Each development block is headed by a Block Development Officer (BDO), who works under the overall supervision of the Chief Development Officer (CDO) of the district.

Chandauli district has 9 development blocks:

| No. | LGD Code | Block | No. of Gram Panchayat | No. of Villages |
|---|---|---|---|---|
| 1 | 1615 | Barahani | 75 | 205 |
| 2 | 1616 | Chahaniya | 91 | 176 |
| 3 | 1617 | Chakia | 89 | 283 |
| 4 | 1618 | Chandauli | 88 | 183 |
| 5 | 1619 | Dhanapur | 84 | 138 |
| 6 | 1620 | Naugarh | 43 | 141 |
| 7 | 1621 | Niyamtabad | 88 | 137 |
| 8 | 1622 | Sahabganj | 72 | 188 |
| 9 | 1623 | Sakaldiha | 104 | 176 |

=== Municipal bodies ===
Urban areas in Chandauli district are governed by urban local bodies under the Urban Development Department of the Government of Uttar Pradesh. These bodies are responsible for urban planning, civic services, sanitation, water supply, street lighting, and other municipal functions.

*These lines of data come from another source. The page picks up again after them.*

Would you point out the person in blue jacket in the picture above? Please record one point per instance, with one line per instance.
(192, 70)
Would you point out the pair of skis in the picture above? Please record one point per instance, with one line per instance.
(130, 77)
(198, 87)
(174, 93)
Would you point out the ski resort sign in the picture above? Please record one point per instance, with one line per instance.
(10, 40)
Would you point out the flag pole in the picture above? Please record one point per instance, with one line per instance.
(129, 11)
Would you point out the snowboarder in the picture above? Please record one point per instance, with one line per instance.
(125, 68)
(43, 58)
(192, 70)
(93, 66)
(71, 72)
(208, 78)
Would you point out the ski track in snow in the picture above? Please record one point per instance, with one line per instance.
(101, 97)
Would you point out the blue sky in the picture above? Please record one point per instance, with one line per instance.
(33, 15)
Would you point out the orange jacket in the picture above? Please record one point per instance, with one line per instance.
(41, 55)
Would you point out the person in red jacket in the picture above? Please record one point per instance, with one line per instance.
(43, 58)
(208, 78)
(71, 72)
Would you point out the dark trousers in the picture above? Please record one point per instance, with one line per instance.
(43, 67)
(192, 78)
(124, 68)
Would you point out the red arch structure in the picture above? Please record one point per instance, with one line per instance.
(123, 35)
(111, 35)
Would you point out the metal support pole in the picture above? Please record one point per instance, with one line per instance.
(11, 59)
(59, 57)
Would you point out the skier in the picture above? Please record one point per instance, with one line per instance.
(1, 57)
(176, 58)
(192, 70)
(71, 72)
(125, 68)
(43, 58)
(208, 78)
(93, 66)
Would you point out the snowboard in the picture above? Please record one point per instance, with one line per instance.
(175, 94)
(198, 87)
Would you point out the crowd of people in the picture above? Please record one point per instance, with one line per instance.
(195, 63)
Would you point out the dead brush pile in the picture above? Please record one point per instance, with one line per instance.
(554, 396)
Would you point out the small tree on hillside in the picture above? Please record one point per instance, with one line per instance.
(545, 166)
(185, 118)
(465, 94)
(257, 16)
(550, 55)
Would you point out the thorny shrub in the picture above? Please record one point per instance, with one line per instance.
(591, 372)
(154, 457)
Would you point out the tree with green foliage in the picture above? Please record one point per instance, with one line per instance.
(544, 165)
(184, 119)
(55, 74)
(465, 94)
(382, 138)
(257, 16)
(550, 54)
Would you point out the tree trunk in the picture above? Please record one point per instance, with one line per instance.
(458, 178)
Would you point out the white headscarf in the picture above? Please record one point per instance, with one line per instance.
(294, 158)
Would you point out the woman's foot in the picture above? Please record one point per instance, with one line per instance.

These urban local bodies function as institutions of local self-government and are headed by an elected Chairperson (or Mayor in the case of the Nagar Palika), with day-to-day administration managed by an Executive Officer appointed by the state government.

The municipal bodies operate parallel to the rural development blocks and tehsils, covering the urban and semi-urban parts of the district.

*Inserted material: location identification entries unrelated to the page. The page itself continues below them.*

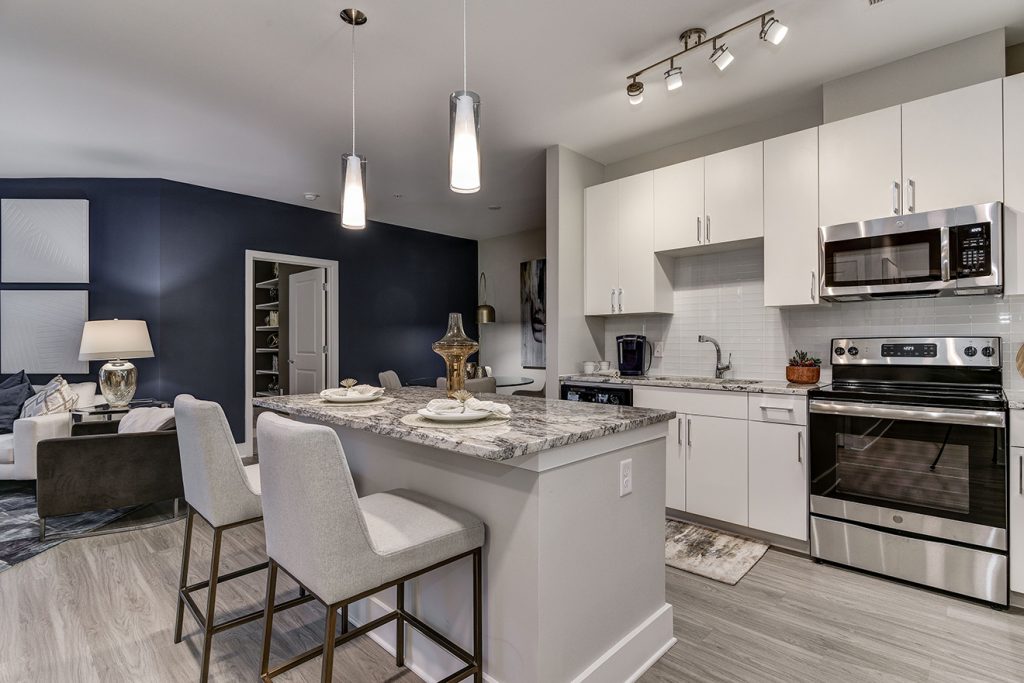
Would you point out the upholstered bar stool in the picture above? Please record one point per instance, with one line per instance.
(226, 495)
(343, 548)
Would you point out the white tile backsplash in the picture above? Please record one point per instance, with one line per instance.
(722, 295)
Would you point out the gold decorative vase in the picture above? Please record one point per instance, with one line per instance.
(455, 347)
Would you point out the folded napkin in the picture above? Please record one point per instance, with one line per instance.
(451, 406)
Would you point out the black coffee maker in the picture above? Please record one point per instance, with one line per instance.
(634, 354)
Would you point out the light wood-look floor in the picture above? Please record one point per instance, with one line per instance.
(102, 609)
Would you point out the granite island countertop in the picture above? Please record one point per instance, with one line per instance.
(707, 383)
(536, 424)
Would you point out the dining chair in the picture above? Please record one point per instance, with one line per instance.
(343, 548)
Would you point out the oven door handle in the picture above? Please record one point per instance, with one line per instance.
(948, 416)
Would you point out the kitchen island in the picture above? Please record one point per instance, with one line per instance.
(573, 570)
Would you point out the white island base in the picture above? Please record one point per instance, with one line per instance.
(573, 582)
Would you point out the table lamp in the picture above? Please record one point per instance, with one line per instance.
(114, 341)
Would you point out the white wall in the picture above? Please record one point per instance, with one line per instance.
(500, 342)
(571, 337)
(722, 295)
(982, 57)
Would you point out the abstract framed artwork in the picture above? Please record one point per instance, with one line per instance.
(44, 241)
(41, 331)
(532, 316)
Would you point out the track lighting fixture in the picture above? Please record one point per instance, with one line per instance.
(673, 77)
(772, 31)
(635, 91)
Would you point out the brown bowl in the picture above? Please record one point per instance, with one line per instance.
(801, 375)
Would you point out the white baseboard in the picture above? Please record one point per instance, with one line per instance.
(629, 658)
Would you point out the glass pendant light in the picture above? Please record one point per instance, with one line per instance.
(353, 166)
(464, 129)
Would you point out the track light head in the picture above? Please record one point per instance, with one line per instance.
(635, 91)
(773, 31)
(722, 57)
(674, 78)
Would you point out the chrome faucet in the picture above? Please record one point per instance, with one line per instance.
(720, 370)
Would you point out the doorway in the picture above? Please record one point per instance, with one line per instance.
(291, 329)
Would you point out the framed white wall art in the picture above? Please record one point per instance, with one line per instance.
(44, 241)
(41, 331)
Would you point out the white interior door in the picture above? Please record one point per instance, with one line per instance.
(306, 331)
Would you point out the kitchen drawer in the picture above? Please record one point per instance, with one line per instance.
(1017, 428)
(781, 408)
(692, 401)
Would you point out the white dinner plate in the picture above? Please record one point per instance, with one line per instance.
(351, 398)
(468, 416)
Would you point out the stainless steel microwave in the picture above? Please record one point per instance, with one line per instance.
(935, 253)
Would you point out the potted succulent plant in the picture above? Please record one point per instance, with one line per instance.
(803, 369)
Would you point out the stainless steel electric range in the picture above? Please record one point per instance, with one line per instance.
(908, 463)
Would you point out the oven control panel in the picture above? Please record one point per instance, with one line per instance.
(964, 351)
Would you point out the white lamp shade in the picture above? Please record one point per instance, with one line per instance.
(464, 157)
(105, 340)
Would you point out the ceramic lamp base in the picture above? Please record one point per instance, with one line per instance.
(118, 381)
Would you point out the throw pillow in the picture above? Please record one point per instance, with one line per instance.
(12, 396)
(55, 397)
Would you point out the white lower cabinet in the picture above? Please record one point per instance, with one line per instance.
(716, 468)
(777, 475)
(1016, 519)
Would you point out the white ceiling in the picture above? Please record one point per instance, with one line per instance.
(253, 95)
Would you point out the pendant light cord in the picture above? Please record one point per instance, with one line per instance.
(464, 59)
(353, 88)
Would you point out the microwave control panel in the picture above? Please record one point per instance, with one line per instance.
(973, 251)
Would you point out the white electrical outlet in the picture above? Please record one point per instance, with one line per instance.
(626, 477)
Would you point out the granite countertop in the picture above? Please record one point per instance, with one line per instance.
(749, 386)
(536, 425)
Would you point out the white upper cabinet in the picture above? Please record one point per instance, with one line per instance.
(734, 195)
(621, 270)
(860, 171)
(679, 211)
(792, 219)
(952, 148)
(601, 248)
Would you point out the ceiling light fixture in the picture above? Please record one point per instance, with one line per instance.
(464, 129)
(772, 31)
(353, 167)
(635, 91)
(673, 77)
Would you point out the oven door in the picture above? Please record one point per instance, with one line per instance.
(931, 472)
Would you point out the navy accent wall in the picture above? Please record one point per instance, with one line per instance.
(173, 254)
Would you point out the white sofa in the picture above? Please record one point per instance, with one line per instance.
(17, 451)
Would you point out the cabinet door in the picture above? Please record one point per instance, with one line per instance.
(860, 167)
(675, 466)
(1016, 520)
(679, 210)
(792, 219)
(777, 473)
(600, 248)
(716, 468)
(636, 244)
(952, 148)
(734, 194)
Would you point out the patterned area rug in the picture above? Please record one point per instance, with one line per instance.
(19, 523)
(710, 553)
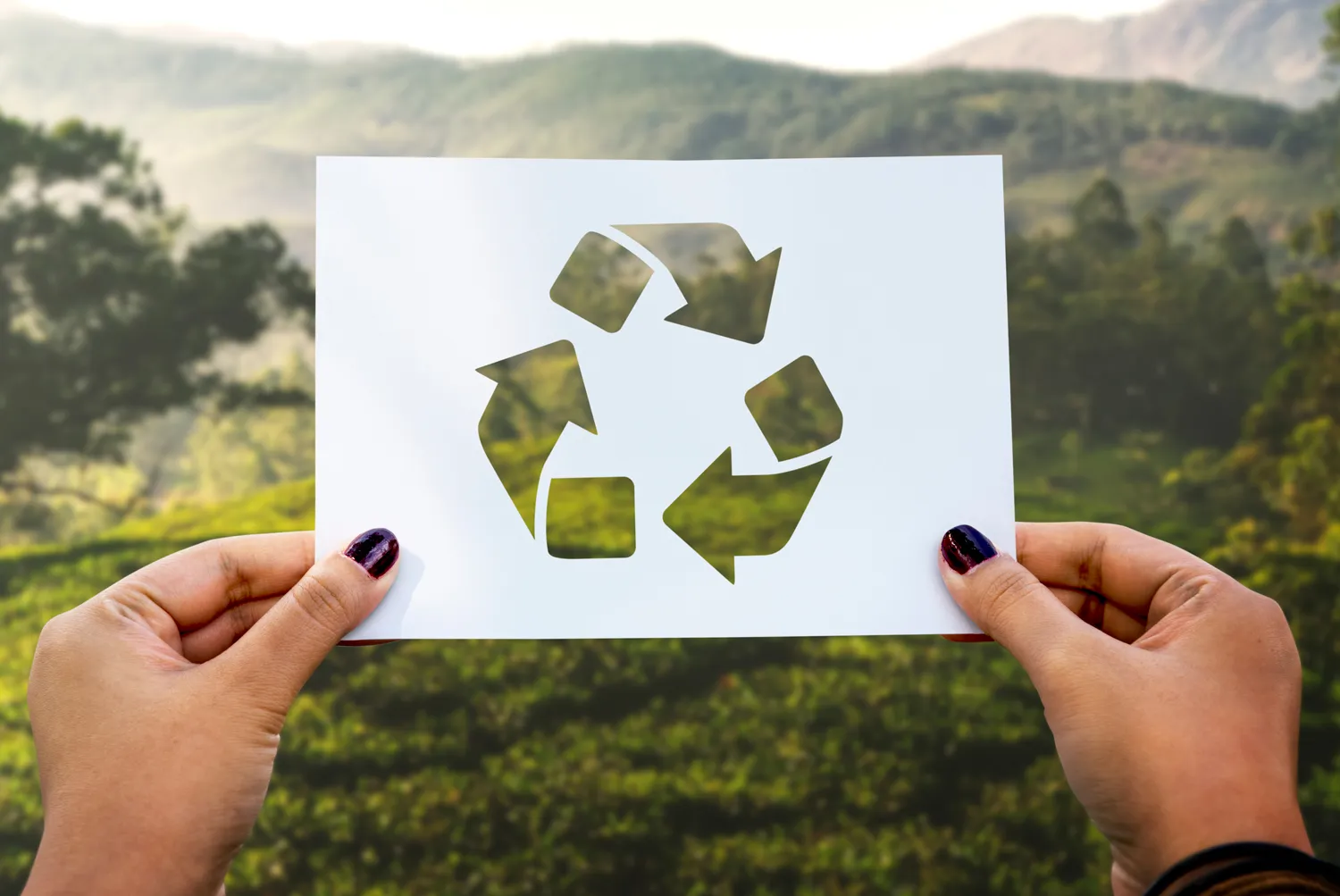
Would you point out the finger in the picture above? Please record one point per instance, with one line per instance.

| No. | ULB Code | Name | Type | Population (2011) | No. wards | Lead Party (2023) |
|---|---|---|---|---|---|---|
| 1 | 801227 | Pt. Deen Dayal Upadhyay Nagar (Mughalsarai) | Nagar Palika Parishad | 1,09,650 | 25 | Independent Sonu Kinnar (SC Woman Reserved) |
| 2 | 801229 | Chandauli | Nagar Panchayat | 23,020 | 10 | Independent Sunil |
| 3 | 801231 | Chakia | Nagar Panchayat | 17,356 | 12 | BJP Gaurav Kumar |
| 4 | 801230 | Saiyadraja (Saiyad Raja) | Nagar Panchayat | 18,315 | 13 | BJP Rita Devi (OBC Woman reserved) |

== Politics ==
Chandauli district falls under two Lok Sabha (Parliamentary) constituencies. Three assembly segments of the district are part of the Chandauli Lok Sabha constituency, whereas the Chakia assembly segment is included in the Robertsganj Lok Sabha constituency, which is reserved for Scheduled Castes (SC).

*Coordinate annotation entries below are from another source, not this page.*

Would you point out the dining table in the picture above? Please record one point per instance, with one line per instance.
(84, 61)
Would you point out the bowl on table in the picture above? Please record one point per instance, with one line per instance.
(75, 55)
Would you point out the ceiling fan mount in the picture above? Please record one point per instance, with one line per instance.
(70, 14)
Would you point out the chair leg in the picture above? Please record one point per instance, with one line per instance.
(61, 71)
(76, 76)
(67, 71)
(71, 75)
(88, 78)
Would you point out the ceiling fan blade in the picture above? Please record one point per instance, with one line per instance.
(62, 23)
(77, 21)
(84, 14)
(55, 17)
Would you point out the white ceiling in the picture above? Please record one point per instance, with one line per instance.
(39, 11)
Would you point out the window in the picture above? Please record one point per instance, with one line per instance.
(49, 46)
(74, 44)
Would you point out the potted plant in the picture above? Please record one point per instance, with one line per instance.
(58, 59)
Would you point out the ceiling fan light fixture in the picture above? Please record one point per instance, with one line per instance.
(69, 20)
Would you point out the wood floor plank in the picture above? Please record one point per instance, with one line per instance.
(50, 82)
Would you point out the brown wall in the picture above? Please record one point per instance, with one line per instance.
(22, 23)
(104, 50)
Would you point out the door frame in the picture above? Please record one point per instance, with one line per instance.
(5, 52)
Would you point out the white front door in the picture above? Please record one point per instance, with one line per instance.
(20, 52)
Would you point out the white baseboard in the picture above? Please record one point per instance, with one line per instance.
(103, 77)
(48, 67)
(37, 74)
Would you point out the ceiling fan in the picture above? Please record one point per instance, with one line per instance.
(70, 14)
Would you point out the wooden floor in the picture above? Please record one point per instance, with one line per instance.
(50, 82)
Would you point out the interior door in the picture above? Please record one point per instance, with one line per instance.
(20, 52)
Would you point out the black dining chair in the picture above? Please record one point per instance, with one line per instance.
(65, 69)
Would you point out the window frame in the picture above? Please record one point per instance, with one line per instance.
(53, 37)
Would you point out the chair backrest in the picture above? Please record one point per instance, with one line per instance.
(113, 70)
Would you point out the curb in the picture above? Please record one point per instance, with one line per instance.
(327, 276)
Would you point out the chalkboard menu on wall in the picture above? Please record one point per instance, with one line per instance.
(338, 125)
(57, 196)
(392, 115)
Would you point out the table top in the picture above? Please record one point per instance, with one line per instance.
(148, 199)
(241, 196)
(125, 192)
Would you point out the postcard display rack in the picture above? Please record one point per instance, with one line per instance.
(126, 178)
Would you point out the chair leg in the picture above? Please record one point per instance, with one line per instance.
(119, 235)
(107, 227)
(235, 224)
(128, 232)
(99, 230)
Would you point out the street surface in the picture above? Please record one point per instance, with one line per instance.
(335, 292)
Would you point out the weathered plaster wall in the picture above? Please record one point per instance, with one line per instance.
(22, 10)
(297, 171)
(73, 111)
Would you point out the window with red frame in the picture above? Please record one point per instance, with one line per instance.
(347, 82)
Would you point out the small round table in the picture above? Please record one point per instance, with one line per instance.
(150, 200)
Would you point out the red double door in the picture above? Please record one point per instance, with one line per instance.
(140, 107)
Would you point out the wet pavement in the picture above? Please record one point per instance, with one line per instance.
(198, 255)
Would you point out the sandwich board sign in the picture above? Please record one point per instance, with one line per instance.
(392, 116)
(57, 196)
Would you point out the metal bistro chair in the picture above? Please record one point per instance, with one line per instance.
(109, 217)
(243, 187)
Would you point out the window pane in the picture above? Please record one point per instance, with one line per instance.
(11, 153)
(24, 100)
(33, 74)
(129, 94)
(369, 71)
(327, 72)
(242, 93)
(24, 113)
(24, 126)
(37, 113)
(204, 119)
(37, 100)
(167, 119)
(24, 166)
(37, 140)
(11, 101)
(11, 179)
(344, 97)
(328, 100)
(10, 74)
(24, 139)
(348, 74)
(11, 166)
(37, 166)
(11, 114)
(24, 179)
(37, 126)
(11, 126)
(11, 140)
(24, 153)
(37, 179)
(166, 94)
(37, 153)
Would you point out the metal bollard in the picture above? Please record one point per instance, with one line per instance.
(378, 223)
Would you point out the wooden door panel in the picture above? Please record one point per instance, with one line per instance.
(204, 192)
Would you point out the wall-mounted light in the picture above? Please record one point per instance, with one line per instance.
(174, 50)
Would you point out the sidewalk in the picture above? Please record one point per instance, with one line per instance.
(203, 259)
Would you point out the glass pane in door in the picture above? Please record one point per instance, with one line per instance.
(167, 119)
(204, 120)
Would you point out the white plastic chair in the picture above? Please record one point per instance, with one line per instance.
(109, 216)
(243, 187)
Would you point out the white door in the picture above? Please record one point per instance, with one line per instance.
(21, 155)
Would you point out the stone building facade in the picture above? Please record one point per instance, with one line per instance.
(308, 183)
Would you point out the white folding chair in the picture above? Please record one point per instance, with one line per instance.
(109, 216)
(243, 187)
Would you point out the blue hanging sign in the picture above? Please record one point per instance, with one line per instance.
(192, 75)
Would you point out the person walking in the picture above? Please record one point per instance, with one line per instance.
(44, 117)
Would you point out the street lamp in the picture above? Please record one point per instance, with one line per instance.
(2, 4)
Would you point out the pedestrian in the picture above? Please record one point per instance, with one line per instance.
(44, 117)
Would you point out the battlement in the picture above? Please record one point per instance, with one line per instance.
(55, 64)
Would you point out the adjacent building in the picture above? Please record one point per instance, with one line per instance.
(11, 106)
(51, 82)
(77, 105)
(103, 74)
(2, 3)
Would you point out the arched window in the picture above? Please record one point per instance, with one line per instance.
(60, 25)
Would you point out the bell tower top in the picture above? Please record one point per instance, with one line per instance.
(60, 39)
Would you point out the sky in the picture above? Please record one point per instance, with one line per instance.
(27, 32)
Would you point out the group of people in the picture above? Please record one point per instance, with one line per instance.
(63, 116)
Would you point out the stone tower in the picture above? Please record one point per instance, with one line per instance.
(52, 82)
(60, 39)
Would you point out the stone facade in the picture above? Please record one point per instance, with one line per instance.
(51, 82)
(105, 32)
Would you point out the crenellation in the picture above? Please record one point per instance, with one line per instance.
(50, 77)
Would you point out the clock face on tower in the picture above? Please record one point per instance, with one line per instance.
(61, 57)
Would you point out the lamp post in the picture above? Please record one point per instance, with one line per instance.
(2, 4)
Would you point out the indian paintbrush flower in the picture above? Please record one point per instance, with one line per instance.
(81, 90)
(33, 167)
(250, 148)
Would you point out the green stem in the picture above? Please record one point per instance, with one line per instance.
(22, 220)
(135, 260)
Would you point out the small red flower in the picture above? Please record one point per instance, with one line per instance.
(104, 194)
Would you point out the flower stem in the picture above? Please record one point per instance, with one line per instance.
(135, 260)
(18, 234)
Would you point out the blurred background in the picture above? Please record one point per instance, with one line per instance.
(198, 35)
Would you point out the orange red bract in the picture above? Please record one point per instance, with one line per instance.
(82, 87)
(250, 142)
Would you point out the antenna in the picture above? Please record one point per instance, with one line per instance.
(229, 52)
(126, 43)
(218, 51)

===Parliamentary constituencies===

| No | Name | MP | Member | Party |  | 2024 Lead |  |
| 76 | Chandauli | Virendra Singh |  | Samajwadi Party |  | Samajwadi Party |
| 80 | Robertsganj | Chhotelal Kharwar |  | Samajwadi Party |  | Samajwadi Party |

===Assembly constituencies===

| No | Name | MLA | Member | Party |  | 2022 Lead |  |
| 380 | Mughalsarai | Ramesh Jaiswal |  | Bharatiya Janata Party |  | Bhartiya Janata Party |
| 381 | Sakaldiha | Prabhunarayan Yadav |  | Samajwadi Party |  | Samajwadi Party |
| 382 | Saiyadraja | Sushil Singh |  | Bharatiya Janata Party |  | Bharatiya Janata Party |
| 383 | Chakia | Kailash Kharwar |  | Bharatiya Janata Party |  | Bharatiya Janata Party |

==Notable people==

- Baba Keenaram, Aghori ascetic believed to be the originator of the Aghori sect of Shaivism.
- Lal Bahadur Shastri, Ex-Prime Minister of India born in Mughalsarai.
- Rajnath Singh, current Defence Minister of India, former Home Minister of India & Ex-Chief Minister of Uttar Pradesh, born in Bhabhaura, a small village in Chandauli District.
- Sadhana Singh Rajya Sabha MP
- Sushil Singh MLA Saiyadraja
- Prabhunarayan Yadav MLA Sakaldiha
- Ramkishun Yadav, Ex-Member of Parliament Chandauli

==Geographical indication==
Adamchini Chawal was awarded the Geographical Indication (GI) status tag from the Geographical Indications Registry, under the Union Government of India, on 22 February 2023 (valid till 3 November 2030).

M/s. Ishani Agro Producer Company Limited, & Human Welfare Association from Chandauli, proposed the GI registration of Adamchini Chawal. After filing the application in November 2020, the rice was granted the GI tag in 2023 by the Geographical Indication Registry in Chennai, making the name "Adamchini Chawal " exclusive to the rice grown in the region. It thus became the second rice variety from Uttar Pradesh after Kalanamak rice and the 37th type of goods from Uttar Pradesh to earn the GI tag.

The GI tag protects the rice from illegal selling and marketing, and gives it legal protection and a unique identity.